Because if you have a sufficiently powerful AI and you get safety wrong, you don’t get a second chance because it kills you. That’s what makes it different—once you get to a certain level of capability, there is no deploy, check, and tweak cycle like you could do with an algorithm’s accuracy or general level of productivity. You have to get it right, or at least close enough, the first time, every time.
Safety is absolutely one of several attributes by which we can judge the success of an AI, but it can’t be treated as “just another attribute”, and that’s why. Whether you say an unsafe AI is “intelligent” or not doesn’t matter. What matters is whether the AI is sufficiently powerful that it can kill you if you program it wrong.
I’m sorry, I think i misspoke—I agree with all that you said about it being different. But when I’ve attempted to question the Orthogonality of safety with AI-safety experts, it seems as if I was told that safety is independent of capability. First, I think this is a reason why AI-Safety has been relegated to 2nd-class status...and second, I can’t see why it is not, like I think Yann puts it, central to any objective (i.e. an attribute of competency/intelligence) we give to AGI (presuming we are talking about real-world goals and not just theoretical IQ points)
so to reiterate I do indeed agree that we need to (somehow, can’t see how, or even why we’d take these risks, honestly) get it right every time including the first time—despite Yann’s plan to build-in correction mechanisms, post-failure, or build-in common-sense safety into the objective itself
I think that “Safety is independent of capability” could mean a couple different things.
My understanding of what you’re saying is this:
When we talk about the capability of an AI, what we mean is “The ability of an AI to achieve the objective we want it to achieve.” The objective we want it to achieve inherently includes safety—a self-driving car that flawlessly navigated from Point A to Point B while recklessly running stop signs and endangering pedestrians is, in fact, less capable than an AI that does not do this. Therefore, safety is inherently a part of capability, and should be treated as such.
When someone in AI Safety says “Safety is independent of capability”, my understanding of the phrase is this:
It is possible to have very highly capable systems that are unsafe. This will inevitably happen without us specifically making the AI safe. This is a much harder problem than capabilities researchers understand, and that is why AI safety is its own field instead of just being part of general AI capabilities. Most of what capabilities researchers consider “AI safety” is stuff like preventing racism in predictive models or reducing bias in language models. These are useful but do not solve the core problem of how to control an agent smarter than you.
The first point can be summarised as “Safety is not independent of capability, because safety is an inherent part of capability for any useful objective.” The second point can be summarised as “Safety is independent of capability, because it is possible to arbitrarily increase the level of one without increasing the other.”

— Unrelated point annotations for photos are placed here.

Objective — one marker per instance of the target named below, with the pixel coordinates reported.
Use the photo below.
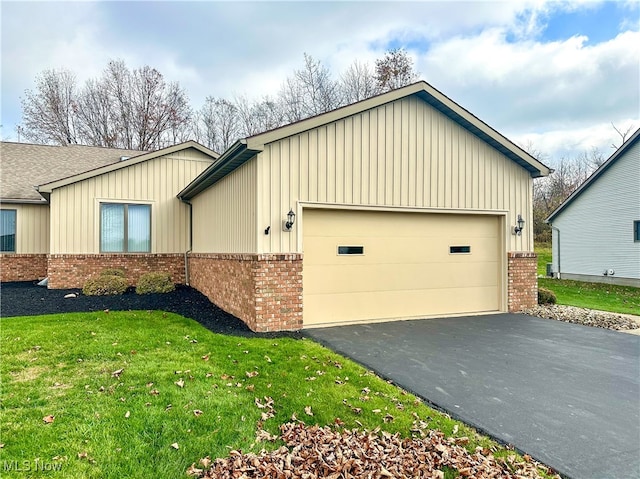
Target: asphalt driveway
(567, 394)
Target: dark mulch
(28, 299)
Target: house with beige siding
(67, 212)
(596, 230)
(401, 206)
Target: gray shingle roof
(24, 166)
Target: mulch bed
(28, 299)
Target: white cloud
(571, 142)
(488, 56)
(535, 86)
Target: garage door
(365, 266)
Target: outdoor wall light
(291, 218)
(517, 230)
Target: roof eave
(49, 187)
(26, 201)
(235, 156)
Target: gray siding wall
(596, 230)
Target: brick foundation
(73, 270)
(22, 267)
(522, 290)
(263, 290)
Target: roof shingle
(24, 166)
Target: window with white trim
(7, 231)
(125, 228)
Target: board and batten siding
(401, 154)
(75, 208)
(224, 216)
(32, 227)
(596, 229)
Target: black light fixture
(517, 230)
(291, 218)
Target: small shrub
(113, 272)
(155, 283)
(546, 296)
(105, 286)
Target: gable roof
(23, 166)
(47, 188)
(595, 175)
(246, 148)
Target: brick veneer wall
(22, 267)
(522, 267)
(263, 290)
(73, 270)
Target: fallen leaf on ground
(311, 452)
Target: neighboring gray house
(596, 230)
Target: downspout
(186, 253)
(558, 230)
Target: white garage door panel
(401, 249)
(377, 306)
(406, 270)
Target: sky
(552, 76)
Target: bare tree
(550, 192)
(49, 112)
(310, 91)
(218, 124)
(394, 70)
(258, 116)
(123, 108)
(358, 82)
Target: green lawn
(122, 387)
(605, 297)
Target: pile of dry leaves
(325, 452)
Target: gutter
(17, 201)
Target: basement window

These two arguments can both be true independently, and I personally believe both are true. Would you say the first argument is an accurate representation of your point? If not, how would you adjust it? What do you think of the second argument? Do the experts make more sense when examining their claim through this lens?
Yes you hit the nail on the head understanding my point, thank you. I also think this is what Yann is saying, to go out on a limb: He’s doing AI-safety simultaneously, he considers alignment AS safety.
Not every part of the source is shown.